Little did this teabagger know he was describing how Obamacare would turn out.
Here's another predicted Obamacare horror story that's not come true: employers
are not dropping health benefits as many critics predicted they would.
A year after the advent of new insurance marketplaces for individuals and small businesses under the health-care law, just 1 percent of employers said they have decided to stop offering health coverage for 2015, one survey said. There was relatively little difference between larger employers and those with fewer than 50 workers, which qualify for new small-business marketplaces, known as SHOPs, that are part of the health-care law.
That survey of more than 3,000 employers, conducted by the Employee Benefit Research Institute and the Society for Human Resource Management, also found relatively little tendency for companies to narrow the groups offered coverage. One in 12 employers said they are eliminating coverage for workers’ spouses, while 1 in 76 said they are dropping insurance for part-time employees. […]
A separate survey, conducted annually by the consulting firm Mercer, found a similar pattern: Fewer employers said they are likely to drop health benefits within the next five years than was the case in Mercer’s most recent previous survey.

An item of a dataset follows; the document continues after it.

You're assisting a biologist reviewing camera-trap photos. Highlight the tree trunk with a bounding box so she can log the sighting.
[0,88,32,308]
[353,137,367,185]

Additionally, the Mercer survey found that the average cost for an employee has risen for next year by 4.6 percent—that's compared to average increase of 7 percent annually in the last 15 years. The slow-down in the rate increase in healthcare costs, then, seems to be happening in the private system as well as Medicare.
Businesses still see benefits as inducement for hiring and keeping qualified workers. The major change so far seems to be that they feel less compelled to also extend those benefits to spouses, now that alternative coverage is available.